Waters pointed to the “inevitable resistance we will all be part of” in response to the conditions being imposed on working people by the deepening crisis of capitalism. It’s through such struggles themselves, Waters explained, as in Cuba, that the exploited and oppressed begin to transform themselves as they see the revolutionary transformation of society as the only realistic solution.

“From our perspective, being raised in a capitalist society, capitalism ‘works,’” Lexi Smith, a member of the campus Feminist Majority Leadership Alliance, said during the discussion. “But in terms of the equality we all actually deserve, it hasn't provided the answer.”

Discussion in the second class followed a presentation on Cosmetics, Fashions, and the Exploitation of Women, a book that explains how capitalism plays on the second-class status of women and their social insecurities to market cosmetics and rake in profits.

Waters’s remarks touched a nerve and elicited a range of pertinent comments and questions from students.

“When I was in high school, I wouldn’t go out of the house without makeup,” said 19-year-old Samantha Russell-Porte. “Now that I’m older, I don’t feel like I have to do that anymore and hardly ever use anything but soap and water.”

“Why is it my family and relatives, not white people, who pressure me to use skin bleaches and straighten my hair?” asked another student.
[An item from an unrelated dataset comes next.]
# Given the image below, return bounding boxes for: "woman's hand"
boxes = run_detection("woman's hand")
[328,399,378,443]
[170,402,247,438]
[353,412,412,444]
Participants also discussed how many older women are obligated to dye their hair to increase their chances of getting a job, and the firing of a Black woman by Six Flags amusement park for wearing her hair in dreadlocks.

Waters explained that these are exactly the questions debated in Cosmetics, Fashions, and the Exploitation of Women and why the fight for women’s equality is a class question, not just an issue of concern to women. She quoted from the article “The woman question and the Marxist method” by Evelyn Reed, which is in the book: “Beauty has no identity with fashions. But it has an identity with labor. Apart from the realm of nature, all that is beautiful has been produced in labor and by the laborers.”

Two days later Professor Kuumba joined Waters and others in a panel discussion on Marianas in Combat: Teté Puebla and the Mariana Grajales Women's Platoon in Cuba's Revolutionary War 1956-58, published by Pathfinder Press, at the Auburn Avenue Research Library on African American Culture and History here. The book is assigned reading in Kuumba’s class on “Women and Social Resistance.”